PROJECT SUMMARY/ABSTRACT
ALX4 (Aristaless-like homeobox 4) is a conserved homeodomain transcription factor important for bone, skull, and limb
development. Mutations in ALX4 cause the autosomal dominant disease parietal foramina 2 (PFM2) and the autosomal
recessive disease frontonasal dysplasia 2 (FND2), and autosomal dominant variants in ALX4 are associated with an
increased risk for craniosynostosis 5 (CRS5). Despite its important role in development and association with rare human
diseases, ALX4 is an understudied protein with limited biochemical/cellular, biophysical, and structural characterization,
which limits our understanding of ALX4 function under normal physiological and human disease contexts, such as PFM2,
FND2, and CRS5. The overall goal of this proposal is to purify and characterize WT and disease associated ALX4 variants
using (1) X-ray crystallography to solve its high-resolution structure, (2) biochemical/biophysical approaches, such as
electrophoretic mobility shift assays (EMSAs) and isothermal titration calorimetry (ITC), to analyze its binding interactions
with DNA, and (3) luciferase assays to assess their transcriptional regulatory properties.
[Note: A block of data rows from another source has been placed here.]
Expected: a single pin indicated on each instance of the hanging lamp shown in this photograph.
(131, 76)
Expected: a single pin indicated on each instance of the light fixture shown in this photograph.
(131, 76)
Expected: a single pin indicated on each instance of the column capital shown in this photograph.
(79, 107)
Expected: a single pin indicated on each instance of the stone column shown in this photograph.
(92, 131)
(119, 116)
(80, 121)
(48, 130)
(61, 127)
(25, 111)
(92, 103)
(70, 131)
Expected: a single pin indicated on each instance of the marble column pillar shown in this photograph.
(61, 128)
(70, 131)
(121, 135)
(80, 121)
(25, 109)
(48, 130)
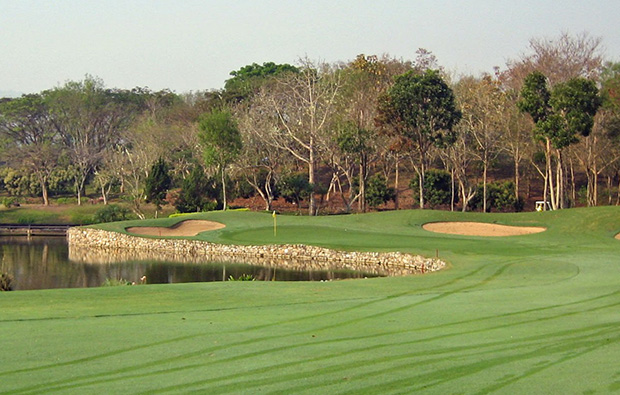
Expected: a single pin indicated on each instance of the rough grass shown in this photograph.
(525, 314)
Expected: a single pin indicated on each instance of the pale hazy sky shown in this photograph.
(187, 45)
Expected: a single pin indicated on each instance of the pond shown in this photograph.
(43, 263)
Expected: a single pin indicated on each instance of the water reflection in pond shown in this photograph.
(43, 263)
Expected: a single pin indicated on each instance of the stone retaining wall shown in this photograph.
(99, 246)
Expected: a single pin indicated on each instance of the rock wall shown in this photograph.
(98, 246)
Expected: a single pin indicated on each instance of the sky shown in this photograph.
(191, 45)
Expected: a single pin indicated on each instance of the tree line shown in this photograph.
(346, 131)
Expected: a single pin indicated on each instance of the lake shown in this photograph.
(43, 263)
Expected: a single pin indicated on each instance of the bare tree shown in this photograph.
(300, 107)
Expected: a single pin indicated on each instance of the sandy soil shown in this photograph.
(185, 228)
(480, 229)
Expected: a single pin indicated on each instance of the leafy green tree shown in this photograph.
(561, 115)
(30, 138)
(295, 187)
(157, 183)
(421, 110)
(221, 140)
(90, 119)
(438, 187)
(248, 79)
(197, 192)
(378, 192)
(501, 196)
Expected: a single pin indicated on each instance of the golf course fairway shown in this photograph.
(527, 314)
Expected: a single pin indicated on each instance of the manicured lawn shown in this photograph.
(526, 314)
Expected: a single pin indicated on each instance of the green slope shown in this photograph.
(526, 314)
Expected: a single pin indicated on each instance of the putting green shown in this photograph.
(535, 313)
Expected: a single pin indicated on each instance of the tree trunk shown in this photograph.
(484, 185)
(311, 177)
(224, 189)
(396, 183)
(517, 177)
(452, 190)
(44, 192)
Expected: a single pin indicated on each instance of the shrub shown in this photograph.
(82, 219)
(243, 277)
(27, 219)
(111, 213)
(66, 200)
(115, 282)
(9, 202)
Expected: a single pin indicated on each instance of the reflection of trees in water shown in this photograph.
(37, 262)
(43, 262)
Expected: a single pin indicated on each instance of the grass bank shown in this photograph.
(524, 314)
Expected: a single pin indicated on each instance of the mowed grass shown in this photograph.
(526, 314)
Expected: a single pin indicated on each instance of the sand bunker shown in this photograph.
(480, 229)
(185, 228)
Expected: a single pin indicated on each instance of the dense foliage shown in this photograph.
(336, 136)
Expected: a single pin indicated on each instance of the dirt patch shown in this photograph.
(185, 228)
(480, 229)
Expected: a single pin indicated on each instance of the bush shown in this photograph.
(27, 219)
(243, 277)
(111, 213)
(9, 202)
(82, 219)
(115, 282)
(66, 200)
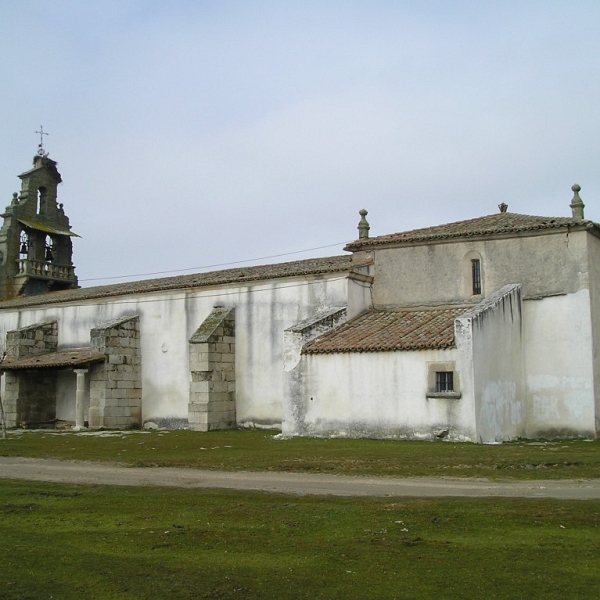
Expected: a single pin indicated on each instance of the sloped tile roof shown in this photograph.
(311, 266)
(53, 360)
(499, 223)
(387, 330)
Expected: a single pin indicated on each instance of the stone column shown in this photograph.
(80, 400)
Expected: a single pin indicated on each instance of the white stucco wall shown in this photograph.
(492, 334)
(559, 366)
(378, 394)
(594, 287)
(440, 273)
(167, 320)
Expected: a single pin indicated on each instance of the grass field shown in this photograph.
(264, 451)
(74, 542)
(93, 542)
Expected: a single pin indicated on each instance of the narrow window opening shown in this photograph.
(24, 245)
(444, 381)
(476, 276)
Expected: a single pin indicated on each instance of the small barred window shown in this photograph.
(476, 276)
(444, 381)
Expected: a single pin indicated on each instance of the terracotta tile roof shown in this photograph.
(311, 266)
(53, 360)
(386, 330)
(499, 223)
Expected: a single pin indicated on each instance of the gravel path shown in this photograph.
(78, 472)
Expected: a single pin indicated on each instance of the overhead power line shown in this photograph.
(227, 264)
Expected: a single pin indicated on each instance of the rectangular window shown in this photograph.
(476, 272)
(444, 381)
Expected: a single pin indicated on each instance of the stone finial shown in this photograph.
(363, 225)
(577, 204)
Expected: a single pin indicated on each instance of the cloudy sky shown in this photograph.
(195, 133)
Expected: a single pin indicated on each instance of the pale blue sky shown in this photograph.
(194, 133)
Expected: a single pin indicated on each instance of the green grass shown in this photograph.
(263, 451)
(105, 542)
(94, 542)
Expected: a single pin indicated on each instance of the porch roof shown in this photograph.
(391, 330)
(74, 357)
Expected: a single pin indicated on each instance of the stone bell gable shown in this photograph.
(35, 238)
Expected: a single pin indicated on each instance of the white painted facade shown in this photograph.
(526, 355)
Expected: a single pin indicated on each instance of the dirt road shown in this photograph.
(76, 472)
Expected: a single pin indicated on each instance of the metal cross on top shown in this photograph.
(41, 144)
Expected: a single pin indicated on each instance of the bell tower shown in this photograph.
(35, 238)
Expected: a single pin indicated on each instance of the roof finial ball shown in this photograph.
(363, 226)
(577, 204)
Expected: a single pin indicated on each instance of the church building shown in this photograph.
(482, 330)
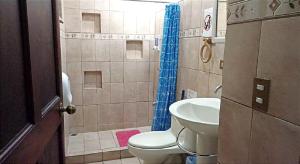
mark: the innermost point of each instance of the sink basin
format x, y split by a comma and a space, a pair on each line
200, 115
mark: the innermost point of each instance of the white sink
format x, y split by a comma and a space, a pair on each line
200, 115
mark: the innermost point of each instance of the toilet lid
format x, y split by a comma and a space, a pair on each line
153, 140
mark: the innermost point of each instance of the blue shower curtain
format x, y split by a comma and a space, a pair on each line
166, 94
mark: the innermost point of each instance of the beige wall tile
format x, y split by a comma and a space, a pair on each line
279, 61
130, 92
142, 113
273, 141
142, 91
130, 70
104, 93
102, 50
116, 23
87, 4
218, 54
74, 72
142, 71
88, 50
241, 61
76, 90
103, 114
71, 4
73, 50
117, 50
105, 26
196, 48
72, 20
90, 97
76, 119
130, 22
102, 4
214, 81
234, 132
115, 5
116, 72
145, 51
117, 112
90, 118
104, 67
143, 23
130, 112
117, 93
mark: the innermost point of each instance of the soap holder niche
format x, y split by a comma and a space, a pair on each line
134, 49
92, 79
91, 22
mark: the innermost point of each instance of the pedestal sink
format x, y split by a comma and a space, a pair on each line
201, 116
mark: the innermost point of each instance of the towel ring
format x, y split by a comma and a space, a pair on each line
207, 44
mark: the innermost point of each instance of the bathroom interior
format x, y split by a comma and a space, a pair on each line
178, 81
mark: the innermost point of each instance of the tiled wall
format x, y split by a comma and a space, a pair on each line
193, 73
258, 45
125, 99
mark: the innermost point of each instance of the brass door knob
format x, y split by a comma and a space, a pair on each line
71, 109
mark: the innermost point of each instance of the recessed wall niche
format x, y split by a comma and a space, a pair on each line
92, 79
134, 49
91, 22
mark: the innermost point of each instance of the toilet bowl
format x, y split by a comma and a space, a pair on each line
156, 146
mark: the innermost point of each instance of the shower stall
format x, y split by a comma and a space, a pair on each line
111, 57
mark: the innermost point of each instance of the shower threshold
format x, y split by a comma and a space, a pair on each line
97, 146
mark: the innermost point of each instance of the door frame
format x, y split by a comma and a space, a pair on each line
34, 137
Our preliminary data supports the
hypothesis that these variants negatively affect ALX4 interactions with DNA and/or cooperative binding, which underlies
the pathophysiologic basis of these variants in PFM2, FND2, and CSR5. To test our hypothesis and achieve our goal, we
will pursue the following two experimental aims – Aim1: Purify and determine high-resolution structures of ALX4 and
Aim2: Characterize the DNA binding and regulatory properties of WT ALX4 and disease variants. Completion of this
proposal will provide a deeper understanding of ALX4 structure and function for both WT and disease associated variants
that map to its HD. Moreover, completion of this pilot project grant will lay the groundwork for subsequent collaborative
studies that characterize ALX4 function in human development and disease using a multidisciplinary approach, combining
structural and in vitro biophysical and biochemical/cellular studies with organoid and mouse models of ALX4.